A Memoir of the Reverend Sydney Smith
Letters 1809
Sydney Smith to Francis Jeffrey, 29 November 1809
November 29th, 1809.
My dear Jeffrey,
I have not yet written to Payne Knight, nor do I think any man but yourself has
sufficient delicacy and felicity of expression to offer a man of ten thousand a
year a few guineas for a literary jeu d’esprit; I
think, therefore, I must turn it over to you, with many apologies for the delay
occasioned by the mis-estimation of my own powers.
I should like to review a little pamphlet upon Public
Schools, Pinkey’s ‘Travels in the South of
France,’ and Canning’s Letter, if published in a separate pamphlet, as I believe it is.
I have just published a sermon, which I will send you,—very
commonplace, like all the others, but honest, and published for a particular
reason.
The question in politics is, if the Catholics will be
given up? That the whole business will be brought to that issue I do not
doubt;—that everything (in spite of Lord
Wellesley’s acceptance) will be offered to the late
Administration, if they will give up the gentlemen of the crucifix.
Nine bishops vote for Lord
Grenville at the Oxford election! and the Archbishop of York has written and circulated
a high panegyric upon his (Lord G.’s) good
dispositions towards the Church; I mean, circulated it in letters to his
correspondents.
Ever, my dear Jeffrey, your
sincere friend,
Sydney Smith.
George Canning (1770-1827)
Tory statesman; he was foreign minister (1807-1809) and prime minister (1827); a
supporter of Greek independence and Catholic emancipation.
William Wyndham Grenville, baron Grenville (1759-1834)
Educated at Eton and Christ Church, Oxford, he was a moderate Whig MP, foreign secretary
(1791-1801), and leader and first lord of the treasury in the “All the Talents” ministry
(1806-1807).

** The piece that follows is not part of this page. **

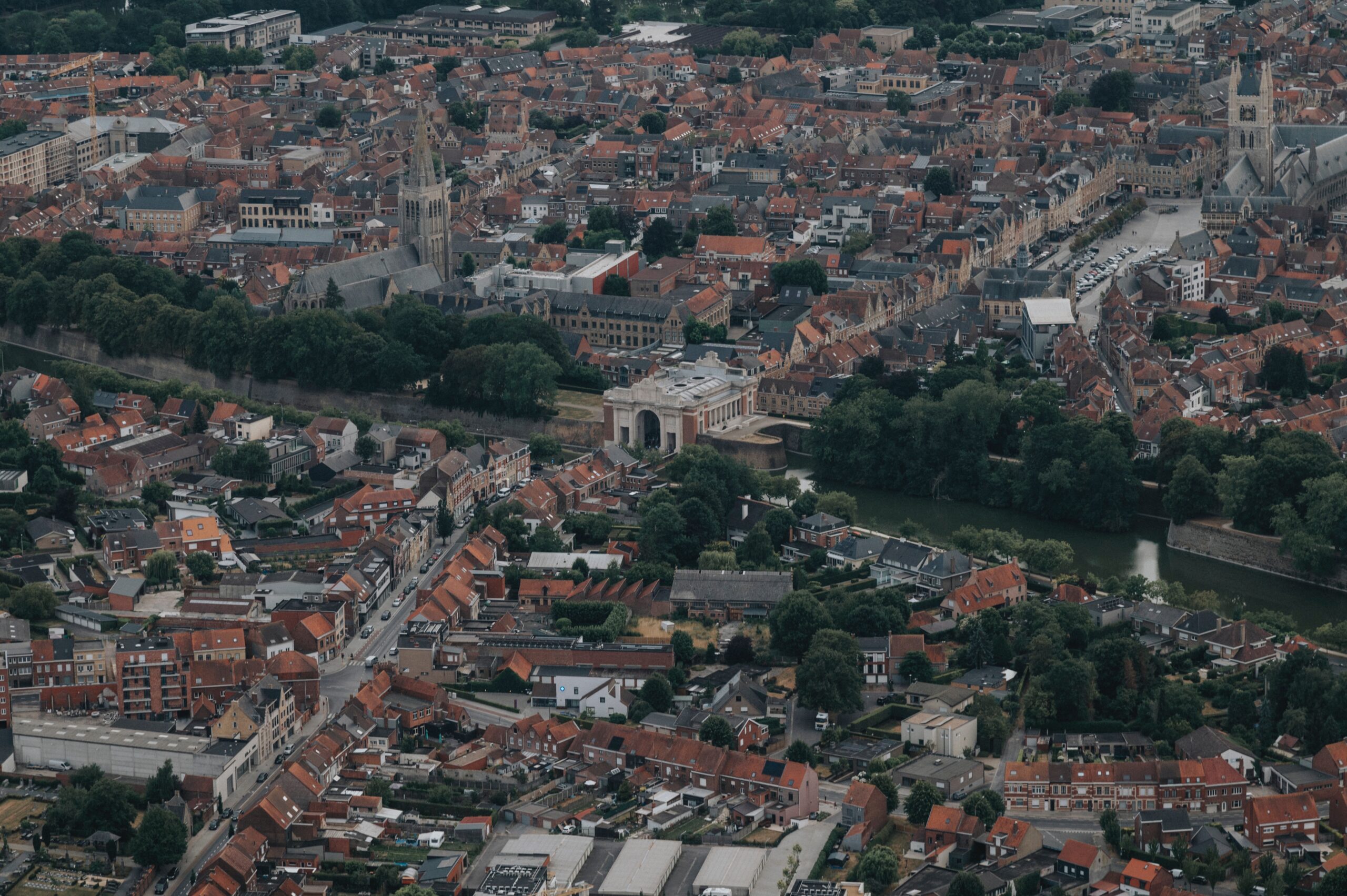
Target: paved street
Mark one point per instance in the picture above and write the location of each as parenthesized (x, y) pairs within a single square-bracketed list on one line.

He was chancellor of Oxford University (1810).
Edward Venables-Vernon Harcourt, archbishop of York (1757-1847)
The son of George Venables-Vernon, first Baron Vernon, educated at Westminster and
All-Souls College, Oxford; he was prebendary of Gloucester (1785-91), bishop of Carlisle
(1791-1807), and archbishop of York (1807-47).
Richard Payne Knight (1751-1824)
MP and writer on taste; in 1786 he published
An Account of the Remains
of the Worship of Priapus for the Society of Dilettanti; he was author of
The Landscape: a Didactic Poem (1794),
An
Analytical Inquiry into the Principles of Taste (1805) and other works.

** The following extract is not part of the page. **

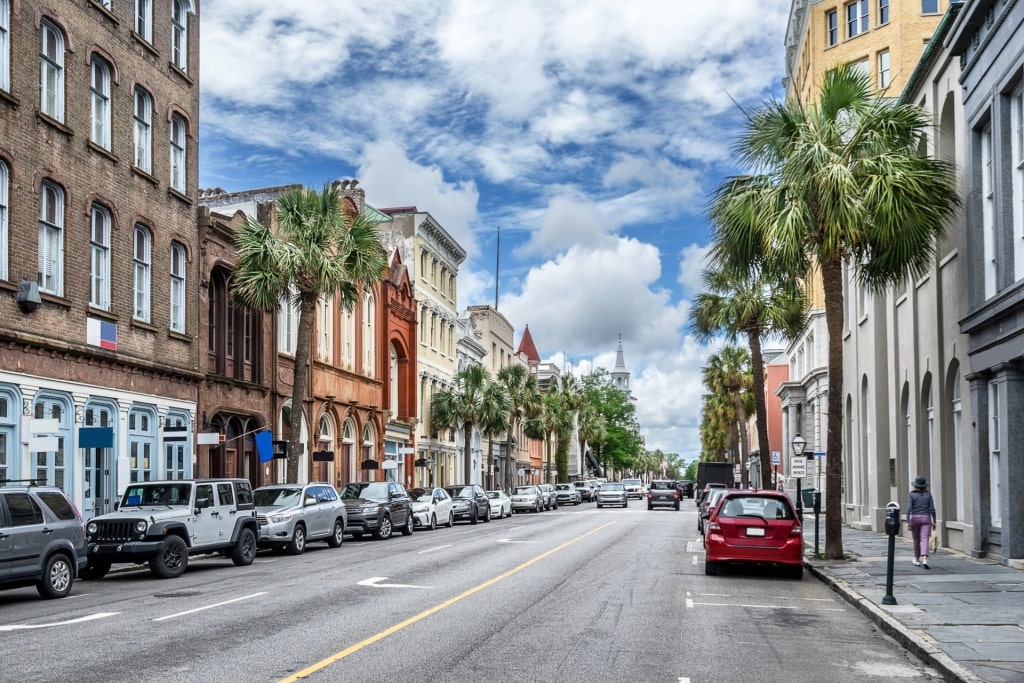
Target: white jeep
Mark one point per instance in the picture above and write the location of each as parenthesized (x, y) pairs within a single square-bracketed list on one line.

Ninian Pinkney (1776-1825)
A military officer who was one of Jeremey Bentham's correspondents; he published
Travels through the South of France (1809).
Richard Wellesley, first marquess Wellesley (1760-1842)
The son of Garret Wesley (1735-1781) and elder brother of the Duke of Wellington; he was
Whig MP, Governor-general of Bengal (1797-1805), Foreign Secretary (1809-12), and
Lord-lieutenant of Ireland (1821-28); he was created Marquess Wellesley in 1799.